Long way to go [By Jiao Haiyang/China.org.cn]
The United States Senate has recently approved by unanimous consent a resolution apologizing for its past discriminatory laws that exclusively targeted Chinese immigrants. Having been delayed for more than a century, this apology may not be substantively meaningful. Still, it has political and cultural significance, as this apology marks a progress on the road to liberty and improves the image of the U.S. internationally.
Chinese Americans deserve this apology. Their forefathers immigrated to the United States in the 19th century with a dream that is only too familiar to today's Americans – the dream of success and freedom. The entirely foreign living environment and the harsh reality of America's industrialization did not hold them back.

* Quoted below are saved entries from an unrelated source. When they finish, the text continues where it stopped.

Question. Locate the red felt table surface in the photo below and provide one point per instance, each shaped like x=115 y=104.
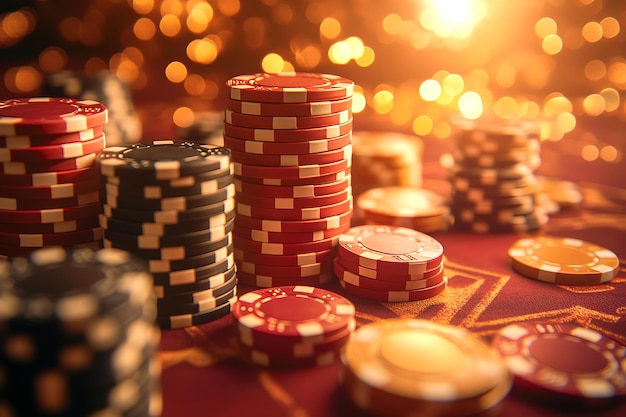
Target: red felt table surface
x=201 y=374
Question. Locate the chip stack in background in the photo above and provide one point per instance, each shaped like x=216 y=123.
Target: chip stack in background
x=390 y=264
x=171 y=203
x=78 y=335
x=290 y=137
x=400 y=367
x=207 y=128
x=493 y=180
x=124 y=125
x=564 y=365
x=48 y=175
x=292 y=326
x=384 y=159
x=411 y=207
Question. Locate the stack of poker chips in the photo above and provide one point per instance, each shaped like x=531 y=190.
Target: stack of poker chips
x=390 y=264
x=124 y=125
x=78 y=335
x=384 y=159
x=171 y=203
x=400 y=367
x=564 y=365
x=493 y=180
x=292 y=326
x=48 y=176
x=411 y=207
x=290 y=137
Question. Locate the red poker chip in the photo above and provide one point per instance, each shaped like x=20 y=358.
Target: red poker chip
x=43 y=115
x=58 y=227
x=50 y=178
x=30 y=141
x=270 y=160
x=63 y=151
x=291 y=172
x=41 y=166
x=288 y=135
x=360 y=281
x=294 y=226
x=295 y=191
x=382 y=275
x=392 y=249
x=299 y=271
x=289 y=87
x=310 y=213
x=56 y=191
x=284 y=248
x=322 y=257
x=28 y=240
x=287 y=148
x=286 y=122
x=289 y=182
x=17 y=204
x=300 y=349
x=50 y=215
x=291 y=313
x=267 y=281
x=564 y=359
x=282 y=237
x=293 y=203
x=395 y=296
x=315 y=108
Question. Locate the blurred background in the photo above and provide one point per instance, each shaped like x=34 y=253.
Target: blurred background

They endured tenaciously in the face of overwhelming odds. Step by step, their diligence, benevolence, and perseverance helped them secure the least popular share of the labor market. They mined for gold, farmed the wetland, spun the yarn, and built the miraculous Transcontinental Railroad.
However, just as they were contributing their might and main to the "Manifest Destiny" of the U.S., the Chinese Americans' own destiny was made miserable by a series of politically biased designs to fence them off. The most notorious was the Chinese Exclusion Act of 1882, which provided an absolute 10-year moratorium on Chinese labor immigration, making it the first federal law in American history to proscribe entry of ethnic laborers. In the following decade the same act was passed again and eventually renewed indefinitely in 1902, thus suspending Chinese immigration for a prolonged period of time.
Such decisions not only ran counter to the creed enshrined in the Declaration of Independence and the Constitution of the United States that "all men are created equal," but also amounted to the blatant violations of basic human rights and the fundamental values of the free new world. Fortunately, Chinese Americans today have risen up to become an important part of the American society. Another undeniable fact is that their motherland has also risen up to become one of the key stakeholders of the world's future. In this sense, it can be said that we have earned the senatorial apology by ourselves.
"Justice delayed is justice denied." This epigram by British politician William Gladstone holds great truth. Even though the resolution has now been made by the U.S. Senate to offer an apology, nothing can be done to undo the pains and sufferings of hundreds of thousands of Chinese immigrants during the 19th and 20th centuries. Just as Republican Senator Scott Brown said, it "cannot undo the hurt caused by past discrimination against Chinese immigrants, but it is important that we acknowledge the wrongs that were committed many years ago." This attitude is powerful.
Indeed, it would be very wise for Americans to remember that period of history so that the same mistake does not repeat in the future. Take bilateral relations for example. Many of the decisions by the U.S. government or legislature may still be hurting the feelings of the Chinese people. Some of these are territorial; some economic; some on human rights. There can be things not so desirable on the part of China, but this gives no reason for the U.S. to unilaterally invoke punitive procedures. Frankly, some acts of the U.S. can be very provocative when China, for fear of potential clashes, has already categorized its core interests in clear terms.
In China, we have a very popular saying: "Past experience, if not forgotten, can serve as a guide for the future." The same applies to the senatorial apology, which can surely serve as a guide for the legislature's future decision-making about China. In the end, let's listen to the heart of a Chinese American who commented on www.china.org.cn in the wake of the resolution:
"It is hard for me to believe it takes so many years for this to happen. It should have been done after World War II. It should have been done after President Johnson passed the new immigration law in 1965…. I am 77 years old, been in this country from China for 61 years, and I am so glad to see this happen before I pass away."